To generate the manuals, start R in the parent directory of the package and run roxygenize( "packagedir" ). Presto, the manuals are there.

Using the roxygen tags to document the functions

Of course, you still need to edit the source files (including name-package.R) using the roxygen style formatting. This, fortunately, is straightforward. A block of roxygen code precedes the function to document; each line starts with #' (comment char + single quote). Several tags are necessary (notably the @export tag that indicates that the function should be exported in NAMESPACE, which I tend to forget), but this was simple to figure out.

The most important parts of the document — title, short description and details — can be included at the start of the roxygen block without any additional tags:

#' Hello world
#' 
#' The most boring program in the world
#'
#' This is so annoyingly boring that I don't even
#' know why I write it.
hello.world <- function( s="stuff it" ) 
    print( sprintf( "Go and %s, world", s ) )

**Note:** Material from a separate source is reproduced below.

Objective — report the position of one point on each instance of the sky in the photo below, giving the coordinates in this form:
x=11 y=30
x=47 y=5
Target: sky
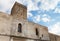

So far, so good. However, this will not generate the manual: we need to mark the function for exporting. Also, we can add more tags: describes what the parameters do, who is the author, add an example.

#' Hello world
#' 
#' The most boring program in the world
#'
#' This is so annoyingly boring that I don't even
#' know why I write it.
#' @param s What the world should do and how
#' @export
#' @author God <bog@@niebo.org>
#' @examples
#' hello.world( "bugger yourself" )
hello.world <- function( s="stuff it" ) 
    print( sprintf( "Go and %s, world", s ) )

Note that @ has a special meaning for roxygen, and so it must be escaped (with another @, to be inconsistent, but practical).

Minimal example

To test this minimal example above, at least one has to do the following:

  • Create a valid DESCRIPTION file
  • Create the R directory (mkdir R)
  • Save the above code in a file in the R directory
  • Start R (in the directory where the DESCRIPTION and R reside)
  • Enter library( roxygen2 ) ; roxygenize( "." )

Roxygen will now produce a man directory in the current directory, and there, save a file called “hello.world.Rd”. This is the contents of the file:

\name{hello.world}
\alias{hello.world}
\title{Hello world}
\usage{
hello.world(s = "stuff it")
}
\arguments{
  \item{s}{What the world should do and how}
}
\description{
The most boring program in the world
}
\details{
This is so annoyingly boring that I don't even know why I
write it.
}
\examples{
hello.world( "bugger yourself" )
}
\author{
God ˂bog@niebo.org˃
}

(the < / &rt; look funny in the code above, but this is just a wordpress deficiency, the code is correct)

Links

Hadley Wickham, one of the authors of roxygen, published Advanced R Programming, an online book that includes, among other things, a tutorial for Roxygen; incomplete at best, but useful. Unfortunately, this is not easy to find and I still think that to merit a “literate programming bagde” one should document the roxygen package much better than it is documented at present.